Introduction and hypothesis: There are several lower urinary tract dysfunctions (LUTD) that are more common in women than in men including incontinence, interstitial cystitis, and recurrent urinary tract infection. There is increasing evidence that these dysfunctions are associated with reduced blood flow, ischemia, hypoxia, and reperfusion resulting in free radical generation and oxidative damage. The goal of the current study was to determine if the level of circulating estrogen affects the response of the bladder muscle and mucosa to two in vitro models of oxidative stress: Incubation in the presence of hydrogen peroxide (H(2)O(2)) is the first model; the second is ischemia followed by reperfusion which results in the direct production of damaging free radicals. The motivation for this study is the current literature linking female-related LUTD with oxidative stress.

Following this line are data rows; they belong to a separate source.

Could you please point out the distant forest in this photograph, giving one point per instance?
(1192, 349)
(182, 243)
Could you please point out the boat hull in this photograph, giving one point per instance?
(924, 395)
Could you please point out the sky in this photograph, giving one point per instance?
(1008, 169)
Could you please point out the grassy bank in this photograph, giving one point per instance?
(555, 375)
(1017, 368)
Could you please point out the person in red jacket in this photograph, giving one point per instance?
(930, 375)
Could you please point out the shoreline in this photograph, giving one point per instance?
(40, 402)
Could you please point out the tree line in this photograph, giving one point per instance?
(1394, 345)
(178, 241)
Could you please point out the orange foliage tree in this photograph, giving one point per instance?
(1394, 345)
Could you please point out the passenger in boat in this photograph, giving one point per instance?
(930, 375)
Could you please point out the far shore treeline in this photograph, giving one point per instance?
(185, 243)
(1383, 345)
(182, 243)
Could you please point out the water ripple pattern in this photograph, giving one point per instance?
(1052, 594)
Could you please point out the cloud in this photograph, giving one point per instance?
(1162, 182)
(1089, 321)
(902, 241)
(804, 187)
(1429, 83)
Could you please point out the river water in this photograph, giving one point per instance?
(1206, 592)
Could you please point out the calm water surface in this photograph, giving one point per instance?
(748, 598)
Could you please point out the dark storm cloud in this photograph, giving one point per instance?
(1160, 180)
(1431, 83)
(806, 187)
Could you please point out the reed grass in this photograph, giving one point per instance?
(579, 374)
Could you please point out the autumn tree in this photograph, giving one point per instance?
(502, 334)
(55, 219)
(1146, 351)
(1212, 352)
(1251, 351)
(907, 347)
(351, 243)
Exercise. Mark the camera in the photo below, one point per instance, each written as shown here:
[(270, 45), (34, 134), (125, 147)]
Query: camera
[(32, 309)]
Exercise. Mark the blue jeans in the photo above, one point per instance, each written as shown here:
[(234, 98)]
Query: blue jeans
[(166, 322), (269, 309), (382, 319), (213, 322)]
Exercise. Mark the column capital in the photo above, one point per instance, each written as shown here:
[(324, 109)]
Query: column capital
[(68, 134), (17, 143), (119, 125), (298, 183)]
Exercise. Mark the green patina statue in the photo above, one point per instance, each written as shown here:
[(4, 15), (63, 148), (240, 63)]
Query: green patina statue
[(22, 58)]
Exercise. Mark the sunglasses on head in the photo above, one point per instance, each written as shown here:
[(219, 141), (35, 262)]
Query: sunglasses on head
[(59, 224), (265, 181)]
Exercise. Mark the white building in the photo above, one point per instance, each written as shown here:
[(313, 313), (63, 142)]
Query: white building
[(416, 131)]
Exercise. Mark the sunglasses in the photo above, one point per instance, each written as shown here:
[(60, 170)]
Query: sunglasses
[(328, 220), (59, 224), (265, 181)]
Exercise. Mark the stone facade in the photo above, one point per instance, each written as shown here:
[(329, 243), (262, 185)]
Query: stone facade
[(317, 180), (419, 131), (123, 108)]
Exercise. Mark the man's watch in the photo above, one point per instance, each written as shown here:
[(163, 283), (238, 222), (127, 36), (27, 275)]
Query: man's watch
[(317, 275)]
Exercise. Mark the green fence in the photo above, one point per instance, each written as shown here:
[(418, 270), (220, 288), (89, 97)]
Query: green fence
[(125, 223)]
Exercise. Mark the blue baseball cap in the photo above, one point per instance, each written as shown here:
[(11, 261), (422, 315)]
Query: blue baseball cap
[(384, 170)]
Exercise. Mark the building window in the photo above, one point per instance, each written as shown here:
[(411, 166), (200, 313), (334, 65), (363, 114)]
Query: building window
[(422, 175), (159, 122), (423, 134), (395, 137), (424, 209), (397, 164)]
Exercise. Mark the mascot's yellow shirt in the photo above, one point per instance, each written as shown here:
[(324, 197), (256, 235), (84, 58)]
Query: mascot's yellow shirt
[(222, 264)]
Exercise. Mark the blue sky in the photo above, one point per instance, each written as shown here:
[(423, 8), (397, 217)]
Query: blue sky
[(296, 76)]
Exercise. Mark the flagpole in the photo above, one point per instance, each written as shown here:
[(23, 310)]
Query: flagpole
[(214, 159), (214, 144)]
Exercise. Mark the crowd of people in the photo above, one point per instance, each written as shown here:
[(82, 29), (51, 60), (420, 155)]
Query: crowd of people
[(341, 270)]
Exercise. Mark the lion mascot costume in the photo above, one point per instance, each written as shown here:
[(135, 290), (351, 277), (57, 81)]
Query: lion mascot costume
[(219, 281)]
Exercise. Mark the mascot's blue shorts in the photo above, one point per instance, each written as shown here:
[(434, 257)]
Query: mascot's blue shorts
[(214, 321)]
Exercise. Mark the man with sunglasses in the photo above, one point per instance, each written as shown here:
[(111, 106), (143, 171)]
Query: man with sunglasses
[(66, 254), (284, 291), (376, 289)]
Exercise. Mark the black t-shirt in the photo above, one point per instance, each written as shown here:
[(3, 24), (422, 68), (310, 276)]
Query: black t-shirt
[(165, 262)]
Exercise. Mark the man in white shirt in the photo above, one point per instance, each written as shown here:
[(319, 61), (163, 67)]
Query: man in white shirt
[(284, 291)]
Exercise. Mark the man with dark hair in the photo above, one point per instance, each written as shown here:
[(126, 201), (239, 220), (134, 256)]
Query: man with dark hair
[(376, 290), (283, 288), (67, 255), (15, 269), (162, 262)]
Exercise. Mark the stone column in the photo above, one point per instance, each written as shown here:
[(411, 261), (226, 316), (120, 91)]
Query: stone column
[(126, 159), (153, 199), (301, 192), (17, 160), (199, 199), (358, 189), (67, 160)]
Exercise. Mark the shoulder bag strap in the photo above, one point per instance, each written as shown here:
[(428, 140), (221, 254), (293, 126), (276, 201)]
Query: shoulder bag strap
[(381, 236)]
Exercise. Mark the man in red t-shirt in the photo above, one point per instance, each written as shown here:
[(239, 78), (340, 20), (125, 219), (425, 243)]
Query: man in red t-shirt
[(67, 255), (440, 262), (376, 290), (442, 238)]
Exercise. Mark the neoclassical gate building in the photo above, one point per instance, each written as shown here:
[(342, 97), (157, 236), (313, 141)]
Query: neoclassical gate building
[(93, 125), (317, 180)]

Methods: Eighteen female New Zealand white rabbits were divided into three groups: control, ovariectomized, and ovariectomized receiving continuous estrogen. Eight bladder strips from each of three rabbits per group were taken for in vitro ischemia/reperfusion (I/R) physiological experiments, while eight strips from the three remaining rabbit bladders per group were taken for in vitro H(2)O(2) experiments. All tissue was analyzed for total antioxidant activity (AA) and malondialdehyde (MDA) levels. In addition, the organ bath buffer was also analyzed for AA.
Results: In vitro H(2)O(2) was found to target the nerve, muscarinic receptor, and membrane equally causing more damage to bladder tissue than in vitro I/R. Ovariectomy resulted in lower contractility and higher lipid peroxidation. However, estrogen supplementation following ovariectomy protected the bladder against both models of oxidative stress by maintaining contractile responses to stimulation and decreasing lipid peroxidation.
Conclusions: The primary conclusion from this study is high estrogen protects the bladder from oxidative stress, whereas low estrogen makes the bladder more susceptible.